Cashews make a great addition to your favorite stir-fry recipe. Or grind them in a food processor to use as an ingredient for vegan ricotta “cheese” (a nondairy cheese alternative) for this roasted vegetable lasagna.

Pecans

Pecans are high in manganese, an essential mineral in bone health, metabolism, heart functioning and more. A serving of pecans can get you almost 60% of your daily recommended amount of manganese. They’re also a rich source of the antioxidant vitamin E.

Pecans can be used in place of bread crumbs as a coating for salmon or chicken and are a popular addition to baked goods, like banana bread. You can also chop them up and pair them with oatmeal for delicious and healthy pancakes and waffles.

Pistachios

Like almonds, pistachios are a source of protein, with 6 grams per ounce. They’re also high in antioxidants, particularly lutein and zeaxanthin, which give them their green color.

Try mixing nonfat vanilla pudding with minced or chopped pistachios. Or try this quinoa, orange and pistachio salad.

Brazil nuts

Brazil nuts are an excellent source of selenium, a powerful antioxidant that supports healthy thyroid function and helps reduce inflammation. Selenium is important but we only need a small amount.

Have three Brazil nuts a day to meet your needs for selenium, as long as youre not taking a selenium supplement.
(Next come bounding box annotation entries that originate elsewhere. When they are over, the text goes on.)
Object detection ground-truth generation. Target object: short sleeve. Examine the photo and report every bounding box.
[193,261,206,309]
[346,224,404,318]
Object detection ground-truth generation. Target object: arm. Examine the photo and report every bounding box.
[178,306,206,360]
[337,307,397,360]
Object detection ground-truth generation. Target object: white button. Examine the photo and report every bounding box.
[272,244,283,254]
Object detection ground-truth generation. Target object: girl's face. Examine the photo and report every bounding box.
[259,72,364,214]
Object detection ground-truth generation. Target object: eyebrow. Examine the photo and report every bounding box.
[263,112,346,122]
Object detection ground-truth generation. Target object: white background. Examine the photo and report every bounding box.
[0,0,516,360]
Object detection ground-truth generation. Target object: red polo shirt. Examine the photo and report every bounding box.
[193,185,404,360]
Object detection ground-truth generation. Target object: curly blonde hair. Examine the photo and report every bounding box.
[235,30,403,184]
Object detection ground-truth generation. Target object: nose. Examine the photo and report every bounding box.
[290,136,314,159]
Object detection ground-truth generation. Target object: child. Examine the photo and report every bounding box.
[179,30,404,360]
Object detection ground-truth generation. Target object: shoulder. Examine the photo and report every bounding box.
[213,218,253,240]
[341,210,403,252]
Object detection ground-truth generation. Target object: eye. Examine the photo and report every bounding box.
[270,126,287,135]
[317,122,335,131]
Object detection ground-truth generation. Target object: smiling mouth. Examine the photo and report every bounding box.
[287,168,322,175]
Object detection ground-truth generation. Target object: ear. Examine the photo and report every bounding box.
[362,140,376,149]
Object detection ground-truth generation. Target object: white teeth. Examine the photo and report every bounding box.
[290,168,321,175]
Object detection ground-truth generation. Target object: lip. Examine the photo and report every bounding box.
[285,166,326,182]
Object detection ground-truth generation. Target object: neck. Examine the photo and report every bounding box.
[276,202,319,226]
“Never have more than five Brazil nuts in a day. And if you include Brazil nuts in your diet, you should not take a selenium supplement,” Peart stresses.

How to add more nuts to your diet

If you buy pre-mixed trail mixes for a quick treat, Peart suggests avoiding the ones with added salt or candied, dried fruit (like cranberries that have added sugar). You’re also better off skipping the ones that are cooked in tropical oils.
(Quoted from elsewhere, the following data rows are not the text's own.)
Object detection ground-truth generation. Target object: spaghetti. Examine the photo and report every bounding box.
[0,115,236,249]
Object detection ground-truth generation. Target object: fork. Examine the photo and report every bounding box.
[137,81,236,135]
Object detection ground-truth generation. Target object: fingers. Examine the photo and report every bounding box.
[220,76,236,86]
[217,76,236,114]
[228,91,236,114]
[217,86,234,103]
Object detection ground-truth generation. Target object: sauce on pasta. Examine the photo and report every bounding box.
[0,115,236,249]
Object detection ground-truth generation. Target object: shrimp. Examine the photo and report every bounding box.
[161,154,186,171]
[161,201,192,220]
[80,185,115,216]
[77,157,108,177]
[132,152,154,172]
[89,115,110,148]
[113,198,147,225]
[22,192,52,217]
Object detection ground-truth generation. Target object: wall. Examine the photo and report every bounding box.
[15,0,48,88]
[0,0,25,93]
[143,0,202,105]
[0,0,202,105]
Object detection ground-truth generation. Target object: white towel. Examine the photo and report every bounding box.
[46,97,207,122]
Or make your own custom trail mix. Peart suggests snack-sized baggies of nuts, whole-wheat Chex®, pretzel pieces, raisins, dates or other unsweetened dried fruits. You can add a few dark chocolate chips for some healthy sweetness, too.

However you enjoy them, Peart says to remember that adding nuts to your diet is just one of many nutritional strategies aimed at reducing your risk of heart disease.

“The best way to improve your heart health is a high-fiber diet, rich in complex carbohydrates (whole grains, legumes, nuts and seeds),” Peart says. “Add to that a variety of fruits, vegetables and calcium-rich dairy each day for optimal heart-health benefits. A heart-healthy diet coupled with regular physical activity effectively reduces your risk of coronary heart disease.”